“The secret of life, though, is to fall seven times and to get up eight times.” — Paulo Coelho, The Alchemist

Human beings are not immune to suffering and hardship. At some point in our lives, we will likely experience the pain of loss, hurt, or trauma. When disaster strikes, how do people move forward? How do they survive? What can we learn from individuals who have experienced intense suffering and move on to live fulfilling lives?

People all over the world have experienced trauma. Wars, genocide, poverty, natural disasters and terrorism have visited almost every country on the planet. Yet, nations, communities, and individuals have survived. Can we take a lesson from those who experience trauma and emerge stronger on the other side? What qualities do they have that allow them to experience suffering and then move forward with their lives?

Edison Pena is one such example. In 2010, Pena was one of 33 Chileans who became trapped in a collapsed mine for 69 days. He experienced the horror of not being able to escape and in his own words, described the mine as a “living hell.” During the first few days after the accident, Pena found himself feeling sick and reaching his emotional breaking point. It was then that he made the decision to start running. Facing 90 degree heat and humidity, he committed to 3–6 miles per day and ran to his favorite songs by Elvis Presley on his iPod. Pena recruited another miner to start running with him and quickly earned the nickname “the runner.”

Less than three weeks after his rescue, Edison Pena completed the New York City marathon. His intention was to motivate people and “convince them they can do what they set out to do in life.”

How did Pena survive trauma and go on to complete this stunning achievement? One word — resilience.
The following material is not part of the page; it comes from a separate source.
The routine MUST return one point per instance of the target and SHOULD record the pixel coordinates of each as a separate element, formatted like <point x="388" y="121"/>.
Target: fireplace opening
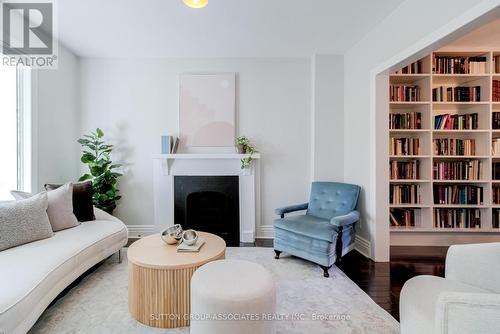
<point x="208" y="203"/>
Resilience is the virtue that enables people to bounce back from hardship and become better. Pain, fear and suffering are an inevitable part of the human experience but it’s the choice we make to be resilient that can differentiate the outcome. Resilience is not something that comes naturally, it’s not easy, but anyone can cultivate it with an intentional choice.

How do we become resilient? Do we learn it? Sort of. We can read about it, but it’s a virtue that requires commitment and action. We can cultivate resilience in four ways: 1. Focus, 2. Feeling, 3. Model, and 4. Practice.

The first way seems simple. Make a choice to focus on the positive. Set an intention. Commit. Reframe your story and find a positive way to move forward. Law of attraction states that what you focus on expands. Try to focus on the good of what comes next and less on the pain of the past (keep in mind that I am not telling you to ignore your feelings — more to come on that). Every day when you wake up, remind yourself of your focus and don’t beat yourself up when you slip into a ‘downward spiral’. Just focus again on your intention the next day.

The second way to become resilient is to honor your feelings — first the uncomfortable, then the comfortable. In order to process pain and grief, it’s important to experience the feelings. Cry, get angry, exercise, create — anything to let it out. It’s not good for you to keep it inside. Intense emotions emerge eventually. Once you feel lighter, conjure your desired feelings. For most people, this is joy and love. You can do this by focusing on activities or people that ‘light you up’, or simply meditating or visualizing something that helps conjure those feelings. Again, law of attraction states that like attracts like. When you feel more joy, you’ll notice joyful people and experiences will come into your life.

Next, seek out a mentor or role model. Studies show that a single person can make a difference in your life. Many adults fondly recall one teacher who encouraged them to follow their dreams and believe in themselves. One of the most famous examples of resilience, Oprah Winfrey, stated “my father turned my life around by insisting that I be more than I was. His love of learning showed me the way.” Find a role model. Connect. Believe what they say about you. Use their words to motivate you.

Finally, and most importantly, practice. Don’t expect the clarity to come all at once. Learning a new skill requires patience and commitment. Cultivate resilience through daily practice. Meditate, journal, set intentions, and make time for joy.

Is resilience one way for individuals, communities and even countries, to move through hardship? I believe it’s the ONLY way. With resilience brings joy, hope and love. If we can cultivate it individually, it will naturally spread to the people around us every single day. How about that for a domino effect?